Four deer on a central Minnesota farm have tested positive for chronic wasting disease, a deadly neurological infection.
The Minnesota Board of Animal Health said it euthanized a farmed herd of 14 white-tailed deer in Meeker County last month, and this week four of those deer tested positive for the disease. The herd was already part of an investigation traced back to a case in Crow Wing County last year.
Authorities this week quarantined a Wright County farm where two of the infected animals from Meeker County lived as fawns in 2014. But the Wright County herd is not considered infected, said board assistant director Dr. Linda Glaser.
"Herd movements are restricted, and the herd will be closely monitored until 2019," she said.
Chronic wasting disease is caused by an abnormal protein that damages brain and nerve tissue. It is spread among animals by close contact, and is fatal to deer and elk. Authorities say the infection is not known to harm people, but they advise against eating meat from infected animals.

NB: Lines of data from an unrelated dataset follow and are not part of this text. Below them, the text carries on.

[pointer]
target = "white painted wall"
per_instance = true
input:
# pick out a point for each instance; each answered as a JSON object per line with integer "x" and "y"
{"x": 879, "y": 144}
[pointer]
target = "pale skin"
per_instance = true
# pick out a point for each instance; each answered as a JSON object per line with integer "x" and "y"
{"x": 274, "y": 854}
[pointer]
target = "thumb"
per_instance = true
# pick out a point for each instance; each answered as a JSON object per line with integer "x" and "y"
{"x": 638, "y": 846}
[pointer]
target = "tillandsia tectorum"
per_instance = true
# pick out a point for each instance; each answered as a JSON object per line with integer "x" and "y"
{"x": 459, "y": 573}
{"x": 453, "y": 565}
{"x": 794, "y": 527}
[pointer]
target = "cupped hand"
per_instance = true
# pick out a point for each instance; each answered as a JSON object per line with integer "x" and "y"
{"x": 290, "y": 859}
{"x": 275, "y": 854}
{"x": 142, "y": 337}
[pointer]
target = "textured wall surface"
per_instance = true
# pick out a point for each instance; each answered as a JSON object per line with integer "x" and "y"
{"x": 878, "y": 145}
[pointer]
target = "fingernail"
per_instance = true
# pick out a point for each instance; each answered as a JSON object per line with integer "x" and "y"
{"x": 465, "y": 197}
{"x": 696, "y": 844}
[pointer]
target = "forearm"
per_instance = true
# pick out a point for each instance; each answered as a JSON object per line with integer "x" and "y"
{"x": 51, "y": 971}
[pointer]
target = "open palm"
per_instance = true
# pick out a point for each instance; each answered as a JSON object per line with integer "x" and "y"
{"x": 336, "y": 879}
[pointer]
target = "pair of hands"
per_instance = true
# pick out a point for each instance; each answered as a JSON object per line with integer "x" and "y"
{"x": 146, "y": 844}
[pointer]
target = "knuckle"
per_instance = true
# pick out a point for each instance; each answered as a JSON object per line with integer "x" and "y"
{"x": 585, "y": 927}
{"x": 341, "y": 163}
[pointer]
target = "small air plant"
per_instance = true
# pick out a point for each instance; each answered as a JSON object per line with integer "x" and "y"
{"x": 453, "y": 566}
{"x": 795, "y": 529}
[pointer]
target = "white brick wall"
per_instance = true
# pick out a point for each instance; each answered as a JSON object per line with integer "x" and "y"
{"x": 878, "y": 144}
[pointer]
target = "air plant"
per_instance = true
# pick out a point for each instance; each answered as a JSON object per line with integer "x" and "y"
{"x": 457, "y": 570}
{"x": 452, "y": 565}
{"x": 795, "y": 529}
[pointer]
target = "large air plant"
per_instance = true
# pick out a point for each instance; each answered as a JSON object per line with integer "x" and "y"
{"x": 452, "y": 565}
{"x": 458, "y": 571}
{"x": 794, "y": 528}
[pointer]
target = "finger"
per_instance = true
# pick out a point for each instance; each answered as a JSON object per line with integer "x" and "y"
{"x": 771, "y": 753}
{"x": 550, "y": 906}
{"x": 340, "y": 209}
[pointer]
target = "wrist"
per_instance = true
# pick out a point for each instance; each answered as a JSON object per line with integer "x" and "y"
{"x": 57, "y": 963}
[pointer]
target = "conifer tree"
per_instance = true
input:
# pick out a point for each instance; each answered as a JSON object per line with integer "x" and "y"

Authorities are trying to control the spread of the disease. The Meeker County farm is now empty and the board said it won't host captive deer or elk for five years. Fences will keep wild deer off the site.
Chronic wasting disease was detected in captive elk herds in Minnesota in 2002, and the Department of Natural Resources said animals suffering from the infection have since been found in four other herds through 2013. Eleven wild deer have tested positive for the disease since last year's deer hunting season, according to the DNR.